Personal information
- Full name: Daren Lee
- Born: 10 January 1965 (age 61) London, England
- Height: 5 ft 11 in (1.80 m)
- Sporting nationality: England
- Residence: London, England

Career
- Turned professional: 1992
- Former tour: European Tour

Best results in major championships
- Masters Tournament: DNP
- PGA Championship: DNP
- U.S. Open: DNP
- The Open Championship: T68: 1992

= Daren Lee =

English golfer

Daren Lee (born 10 January 1965) is an English professional golfer.

== Career ==
Lee was born in London. He won the silver medal as the leading amateur in The Open Championship at Muirfield in 1992. He turned professional later that year and played on the European Tour and its second tier Challenge Tour between 1993 and 2003. His best finish on the European Tour Order of Merit was 45th in 2001, the only year he made the top 100.

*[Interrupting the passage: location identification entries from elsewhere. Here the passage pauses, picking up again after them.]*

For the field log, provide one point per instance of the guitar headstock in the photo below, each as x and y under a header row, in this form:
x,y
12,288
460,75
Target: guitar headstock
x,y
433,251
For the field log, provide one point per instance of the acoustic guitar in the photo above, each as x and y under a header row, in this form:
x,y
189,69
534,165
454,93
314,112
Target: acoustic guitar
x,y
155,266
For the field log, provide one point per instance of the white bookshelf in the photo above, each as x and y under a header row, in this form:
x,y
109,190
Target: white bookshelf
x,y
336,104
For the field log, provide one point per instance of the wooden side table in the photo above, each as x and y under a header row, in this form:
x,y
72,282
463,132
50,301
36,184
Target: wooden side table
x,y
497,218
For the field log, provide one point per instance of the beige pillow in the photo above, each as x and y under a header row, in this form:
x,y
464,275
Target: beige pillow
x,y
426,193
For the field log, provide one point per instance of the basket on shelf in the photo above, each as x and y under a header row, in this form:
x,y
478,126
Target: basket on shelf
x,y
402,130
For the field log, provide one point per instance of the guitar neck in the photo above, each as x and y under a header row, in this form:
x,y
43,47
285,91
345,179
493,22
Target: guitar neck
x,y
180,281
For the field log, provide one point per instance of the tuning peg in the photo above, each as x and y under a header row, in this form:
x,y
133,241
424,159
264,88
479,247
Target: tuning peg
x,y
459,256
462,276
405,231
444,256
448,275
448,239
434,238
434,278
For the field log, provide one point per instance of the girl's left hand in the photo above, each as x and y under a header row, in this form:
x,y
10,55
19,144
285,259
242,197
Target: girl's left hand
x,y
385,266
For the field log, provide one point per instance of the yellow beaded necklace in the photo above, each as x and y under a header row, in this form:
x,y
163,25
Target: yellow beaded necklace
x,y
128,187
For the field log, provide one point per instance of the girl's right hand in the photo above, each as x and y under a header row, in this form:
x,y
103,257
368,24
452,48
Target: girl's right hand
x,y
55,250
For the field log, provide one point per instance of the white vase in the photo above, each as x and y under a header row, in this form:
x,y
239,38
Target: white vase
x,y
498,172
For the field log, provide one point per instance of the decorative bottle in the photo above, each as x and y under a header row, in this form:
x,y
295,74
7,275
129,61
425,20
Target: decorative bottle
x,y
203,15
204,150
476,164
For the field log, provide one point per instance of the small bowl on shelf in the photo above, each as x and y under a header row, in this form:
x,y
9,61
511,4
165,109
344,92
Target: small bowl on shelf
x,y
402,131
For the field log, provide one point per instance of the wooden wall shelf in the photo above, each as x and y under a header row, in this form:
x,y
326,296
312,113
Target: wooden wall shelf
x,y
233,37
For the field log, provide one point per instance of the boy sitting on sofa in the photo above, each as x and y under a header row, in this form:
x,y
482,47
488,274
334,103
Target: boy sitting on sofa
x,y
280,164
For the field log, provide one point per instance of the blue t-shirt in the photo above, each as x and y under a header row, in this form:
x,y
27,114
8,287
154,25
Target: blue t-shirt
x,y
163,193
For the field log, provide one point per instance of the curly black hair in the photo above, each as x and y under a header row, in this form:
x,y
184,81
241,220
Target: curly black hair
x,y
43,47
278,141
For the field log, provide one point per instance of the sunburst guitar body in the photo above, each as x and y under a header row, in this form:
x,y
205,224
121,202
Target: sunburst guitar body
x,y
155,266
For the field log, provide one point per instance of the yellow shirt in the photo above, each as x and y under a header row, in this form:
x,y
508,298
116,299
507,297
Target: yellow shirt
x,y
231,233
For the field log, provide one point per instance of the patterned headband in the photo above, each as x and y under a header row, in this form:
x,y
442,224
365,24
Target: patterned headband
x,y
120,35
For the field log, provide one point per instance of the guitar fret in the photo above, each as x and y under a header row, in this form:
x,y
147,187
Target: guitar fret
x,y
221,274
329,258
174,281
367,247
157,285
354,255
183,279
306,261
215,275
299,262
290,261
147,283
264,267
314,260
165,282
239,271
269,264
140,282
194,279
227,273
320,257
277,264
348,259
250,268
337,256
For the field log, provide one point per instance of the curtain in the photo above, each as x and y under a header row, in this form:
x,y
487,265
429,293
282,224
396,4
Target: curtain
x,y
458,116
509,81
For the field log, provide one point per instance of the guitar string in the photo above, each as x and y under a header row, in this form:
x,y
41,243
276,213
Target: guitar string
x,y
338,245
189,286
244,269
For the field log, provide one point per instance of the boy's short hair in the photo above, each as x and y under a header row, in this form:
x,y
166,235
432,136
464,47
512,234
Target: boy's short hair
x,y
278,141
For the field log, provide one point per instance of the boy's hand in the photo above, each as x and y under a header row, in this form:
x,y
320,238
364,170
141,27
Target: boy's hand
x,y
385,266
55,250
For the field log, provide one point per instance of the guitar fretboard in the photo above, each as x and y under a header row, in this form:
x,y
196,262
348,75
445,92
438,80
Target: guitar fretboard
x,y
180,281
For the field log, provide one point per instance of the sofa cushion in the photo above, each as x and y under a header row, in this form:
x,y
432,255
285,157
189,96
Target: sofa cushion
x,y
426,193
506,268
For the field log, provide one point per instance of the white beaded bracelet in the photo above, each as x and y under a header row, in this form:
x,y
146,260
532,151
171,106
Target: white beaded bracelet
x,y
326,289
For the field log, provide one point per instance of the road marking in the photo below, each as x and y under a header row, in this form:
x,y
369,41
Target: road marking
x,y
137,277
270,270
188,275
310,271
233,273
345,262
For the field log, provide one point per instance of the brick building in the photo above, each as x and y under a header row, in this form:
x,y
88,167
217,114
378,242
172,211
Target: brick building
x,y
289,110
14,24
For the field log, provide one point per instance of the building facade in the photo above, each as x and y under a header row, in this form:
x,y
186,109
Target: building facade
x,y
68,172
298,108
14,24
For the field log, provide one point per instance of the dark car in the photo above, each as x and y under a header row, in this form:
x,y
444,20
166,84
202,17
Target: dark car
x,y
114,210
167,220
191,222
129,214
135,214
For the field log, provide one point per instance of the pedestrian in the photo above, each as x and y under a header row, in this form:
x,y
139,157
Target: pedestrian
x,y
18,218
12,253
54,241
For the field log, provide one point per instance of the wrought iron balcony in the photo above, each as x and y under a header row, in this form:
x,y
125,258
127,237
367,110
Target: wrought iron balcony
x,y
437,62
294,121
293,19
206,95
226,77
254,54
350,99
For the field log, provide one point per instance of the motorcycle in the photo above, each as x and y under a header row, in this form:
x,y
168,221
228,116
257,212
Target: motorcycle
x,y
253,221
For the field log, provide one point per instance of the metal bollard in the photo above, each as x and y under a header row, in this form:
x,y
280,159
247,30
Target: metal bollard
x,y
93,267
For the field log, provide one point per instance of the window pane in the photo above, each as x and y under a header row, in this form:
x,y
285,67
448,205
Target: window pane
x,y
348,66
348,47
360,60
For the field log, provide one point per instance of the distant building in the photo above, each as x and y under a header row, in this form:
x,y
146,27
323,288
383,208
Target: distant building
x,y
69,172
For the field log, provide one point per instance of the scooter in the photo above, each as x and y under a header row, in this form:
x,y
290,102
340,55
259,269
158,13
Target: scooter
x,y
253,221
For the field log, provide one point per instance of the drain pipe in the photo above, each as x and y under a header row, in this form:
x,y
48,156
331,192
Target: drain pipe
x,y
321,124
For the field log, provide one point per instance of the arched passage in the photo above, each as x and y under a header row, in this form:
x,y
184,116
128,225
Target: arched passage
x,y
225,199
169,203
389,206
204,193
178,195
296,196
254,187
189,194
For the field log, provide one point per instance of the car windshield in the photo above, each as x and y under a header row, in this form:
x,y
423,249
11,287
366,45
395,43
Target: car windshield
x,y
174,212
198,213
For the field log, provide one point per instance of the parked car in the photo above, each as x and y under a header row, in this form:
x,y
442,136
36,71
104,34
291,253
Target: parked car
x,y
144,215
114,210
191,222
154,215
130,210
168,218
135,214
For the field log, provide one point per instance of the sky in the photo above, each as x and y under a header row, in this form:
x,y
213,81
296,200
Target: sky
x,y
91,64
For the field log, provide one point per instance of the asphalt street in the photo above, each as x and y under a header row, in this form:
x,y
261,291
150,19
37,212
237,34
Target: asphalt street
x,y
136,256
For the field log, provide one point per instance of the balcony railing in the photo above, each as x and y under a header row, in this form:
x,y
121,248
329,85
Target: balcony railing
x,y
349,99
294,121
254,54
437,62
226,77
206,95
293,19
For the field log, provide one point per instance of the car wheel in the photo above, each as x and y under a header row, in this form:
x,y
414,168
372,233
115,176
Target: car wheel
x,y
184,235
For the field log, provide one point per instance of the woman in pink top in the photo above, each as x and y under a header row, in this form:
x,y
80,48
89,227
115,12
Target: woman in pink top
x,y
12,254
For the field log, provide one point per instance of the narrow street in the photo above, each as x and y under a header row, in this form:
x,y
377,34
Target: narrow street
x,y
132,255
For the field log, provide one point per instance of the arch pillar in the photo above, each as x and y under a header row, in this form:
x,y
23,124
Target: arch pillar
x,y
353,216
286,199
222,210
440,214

Strangely for a professional golfer, Lee never played a practice round prior to a tournament, instead preferring to simply walk the course.

==Playoff record==
European Tour playoff record (0–1)

| No. | Year | Tournament | Opponents | Result |
|---|---|---|---|---|
| 1 | 2001 | Celtic Manor Resort Wales Open | SCO Paul Lawrie, IRL Paul McGinley | McGinley won with par on fifth extra hole Lawrie eliminated by par on second hole |

Challenge Tour playoff record (0–1)

| No. | Year | Tournament | Opponent | Result |
|---|---|---|---|---|
| 1 | 1998 | Open de Strasbourg | AUS John Senden | Lost to birdie on first extra hole |

==Results in major championships==

| Tournament | 1992 | 1993 | 1994 | 1995 | 1996 | 1997 | 1998 | 1999 | 2000 | 2001 |
|---|---|---|---|---|---|---|---|---|---|---|
| The Open Championship | T68 LA |  |  |  |  |  | CUT |  |  | CUT |

Note: Lee only played in The Open Championship.